While most of the policies he will follow in the White House are still unclear, one thing is certain. His promise to bring back well-paid jobs to the US is central. And he seems determined to try to achieve this, no matter what the consequences to the global trading system which, like it or not, has lifted one billion of the world’s population out of dire poverty since the 1980s and powered the rise of China and India.

One of the highlights of his tour has been to ensure that Carrier, the US maker of air conditioners, does not transfer 1,000 jobs from Indiana to a new plant in Mexico. At the cost of $7 million (Dh25.7m) in tax breaks from the state – whose governor happens to be the vice-president-elect, Mike Pence – and the threat of punishing firms that outsource manufacturing, the jobs were saved. No surprisingly, the Republican Party establishment is not impressed. Spending taxpaxer’s money to support unprofitable enterprises is not part of the party’s ideology.

Senator John McCain, a leading Republican foreign policy expert, said: “It is a fool’s errand to try to recreate a mythical time when Fortress America was impregnable, unaffected by the world’s troubles.”

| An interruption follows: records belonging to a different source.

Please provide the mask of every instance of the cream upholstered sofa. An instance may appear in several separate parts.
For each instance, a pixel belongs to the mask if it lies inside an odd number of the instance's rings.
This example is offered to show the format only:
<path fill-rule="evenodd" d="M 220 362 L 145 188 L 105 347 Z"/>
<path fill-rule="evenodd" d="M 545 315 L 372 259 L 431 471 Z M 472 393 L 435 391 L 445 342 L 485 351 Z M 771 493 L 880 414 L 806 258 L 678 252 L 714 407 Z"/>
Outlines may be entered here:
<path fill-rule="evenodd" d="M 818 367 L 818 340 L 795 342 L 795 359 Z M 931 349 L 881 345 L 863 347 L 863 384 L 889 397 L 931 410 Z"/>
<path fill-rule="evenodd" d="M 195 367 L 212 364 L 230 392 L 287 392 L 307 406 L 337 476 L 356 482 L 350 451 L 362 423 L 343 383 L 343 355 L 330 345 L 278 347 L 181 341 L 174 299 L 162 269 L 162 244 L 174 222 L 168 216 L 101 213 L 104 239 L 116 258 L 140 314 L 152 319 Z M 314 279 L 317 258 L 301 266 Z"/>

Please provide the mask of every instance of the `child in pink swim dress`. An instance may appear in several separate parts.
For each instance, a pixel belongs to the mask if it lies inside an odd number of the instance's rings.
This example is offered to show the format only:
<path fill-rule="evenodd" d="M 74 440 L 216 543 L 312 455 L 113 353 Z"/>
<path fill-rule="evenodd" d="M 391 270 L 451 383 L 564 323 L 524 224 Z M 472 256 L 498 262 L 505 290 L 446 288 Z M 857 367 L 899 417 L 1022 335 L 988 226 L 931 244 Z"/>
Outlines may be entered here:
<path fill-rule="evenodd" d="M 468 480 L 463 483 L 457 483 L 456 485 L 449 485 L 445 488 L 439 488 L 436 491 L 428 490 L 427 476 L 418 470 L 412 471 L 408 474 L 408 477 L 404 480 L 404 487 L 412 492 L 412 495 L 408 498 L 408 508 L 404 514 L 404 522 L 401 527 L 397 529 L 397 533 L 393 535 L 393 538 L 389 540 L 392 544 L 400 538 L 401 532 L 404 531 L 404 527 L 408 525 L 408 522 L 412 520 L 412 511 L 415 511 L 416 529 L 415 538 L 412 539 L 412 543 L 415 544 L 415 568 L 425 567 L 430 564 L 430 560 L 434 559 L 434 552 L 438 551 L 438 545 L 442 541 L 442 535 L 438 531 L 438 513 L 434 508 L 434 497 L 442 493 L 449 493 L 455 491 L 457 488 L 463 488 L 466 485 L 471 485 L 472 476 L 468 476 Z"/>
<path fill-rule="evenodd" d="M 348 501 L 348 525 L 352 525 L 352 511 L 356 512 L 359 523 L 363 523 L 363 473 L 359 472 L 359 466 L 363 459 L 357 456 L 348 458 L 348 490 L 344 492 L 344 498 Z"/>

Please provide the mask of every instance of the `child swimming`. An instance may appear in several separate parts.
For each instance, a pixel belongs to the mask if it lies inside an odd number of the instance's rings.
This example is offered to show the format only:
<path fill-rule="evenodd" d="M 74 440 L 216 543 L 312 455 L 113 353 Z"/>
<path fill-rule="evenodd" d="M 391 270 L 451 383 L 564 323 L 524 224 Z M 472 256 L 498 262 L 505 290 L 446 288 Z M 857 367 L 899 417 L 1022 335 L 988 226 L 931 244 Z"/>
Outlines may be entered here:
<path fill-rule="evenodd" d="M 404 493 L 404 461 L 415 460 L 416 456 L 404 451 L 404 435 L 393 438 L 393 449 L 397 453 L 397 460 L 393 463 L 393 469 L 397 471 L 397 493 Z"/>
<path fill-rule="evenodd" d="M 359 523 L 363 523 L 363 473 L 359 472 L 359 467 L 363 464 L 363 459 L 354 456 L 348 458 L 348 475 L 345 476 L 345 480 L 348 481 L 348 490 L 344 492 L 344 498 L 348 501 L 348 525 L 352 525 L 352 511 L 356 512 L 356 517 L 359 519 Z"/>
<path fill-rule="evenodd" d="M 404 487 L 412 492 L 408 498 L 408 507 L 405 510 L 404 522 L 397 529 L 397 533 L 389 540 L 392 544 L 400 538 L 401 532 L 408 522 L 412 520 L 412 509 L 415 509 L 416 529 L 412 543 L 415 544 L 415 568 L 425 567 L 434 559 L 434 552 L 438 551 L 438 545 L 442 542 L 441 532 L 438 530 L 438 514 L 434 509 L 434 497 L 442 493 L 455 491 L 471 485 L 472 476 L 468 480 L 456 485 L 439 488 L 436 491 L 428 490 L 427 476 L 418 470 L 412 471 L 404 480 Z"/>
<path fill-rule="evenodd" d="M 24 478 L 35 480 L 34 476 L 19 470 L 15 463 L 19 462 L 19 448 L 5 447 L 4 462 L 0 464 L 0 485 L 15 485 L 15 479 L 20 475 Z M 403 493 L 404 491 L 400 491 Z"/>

Mr McCain has broader concerns than just a US corporation’s bottom line. Mr Trump’s America First strategy and distrust of free-trade deals will give China greater control of the Asian economy, the presumed source of growth in future, and lock out American firms. This could indeed happen: the president-elect has promised to kill the Trans-Pacific Partnership, a trade agreement that ties in regional states to America but excludes China. Already China is rushing to fill the vacuum, as America – in Mr McCain’s words – “retreats from the responsibilities of world leadership”.

Mr Trump’s solution to the problem of offshoring – to slap a punitive tax on imports of goods made abroad by US companies – has been ridiculed by trade experts who see crude protectionism as unworkable. When the US imposed a 35 per cent tariff on Chinese tyres in 2009 to protect the domestic industry, the effect was to spur imports from South Korea, Thailand and Indonesia, at greater cost to the US consumer.

As in some other aspects of his successful campaign for president, Mr Trump put his finger on a real problem, even if his solutions are simplistic. While the benefits of free trade appear clearly in statistics, they are lumpy and a source of galloping inequality.

Globally, the share of wealth held by the richest 1 per cent in the world rose from one-third in 2000 to a half in 2010. Some of those 1 per cent are the shareholders in American firms that shuttered plants at home and moved manufacturing to Mexico. An estimate by the Fin­ancial Times suggests that two million well-paid US jobs have been sacrificed to cheaper imports, with a similar number the victim of automation and robotics.

There is a clear change of tone among policymakers as they confront the possibility of Trump-style populism sweeping away elected governments. Mark Carney, the governor of the Bank of England whose job usually requires him to speak in Delphic terms, came down from on high this week to address some of the failures of the elites. The economics profession, he said in a speech in Liverpool, suffered from a “totemic” belief in free trade and had not taken into account that aggregate prosperity did not raise all boats. It ignored the “isolation and detachment for substantial proportions of the population” who lost their jobs.

The way people felt about their lives was affected as much by perceptions of inequality and loss of community as by statistics.

Mr Carney had no magic wand, but he did note that the same combination of factors – technological disruption combined with free trade leading to stagnating incomes – had happened in Britain in the 1860s. The solution in the decades that followed was the rise of trade unions, expanding the electoral franchise to include working men and then women and building a welfare state.

Those tasks were completed by the 1950s, so the solution is not there. It may be that the privileged lifestyle of the countries which were first to reap the benefits of industrialisation cannot be sustained. Inequality very much depends on where you stand in the world. Today, 70 per cent of Chinese workers believe that trade creates jobs and increases wages, while US households think the opposite.

With Mr Trump putting the interests of the US middle classes first, the world is clearly changing, and it could move in several different ways.

Paul Mason, a left-wing British commentator, suggests that neoliberal capitalism may collapse just as suddenly as the Soviet Union crumbled in 1991. This seems unlikely. A dictatorship which has lost the will and capacity to rule will always be swept away. Globalisation is not all or nothing, and can be recalibrated.

More likely is a time of de-globalisation where markets are divided into spheres of influence – with the US controlling the western hemisphere, ­China sitting at the centre of the Asian market and Russia seeking to restore its supremacy in its neighbourhood. Unless the world is really headed back to the 1930s, this might work for China and the US – but not so much for the lands in between. It would be particularly uncomfortable for the UAE, a trading nation par excellence, and for the wider Gulf, just as Saudi Arabia has grand plans to open up its economy and move away from reliance on oil. But it is early days yet. There are still six weeks to go before Mr Trump’s inauguration.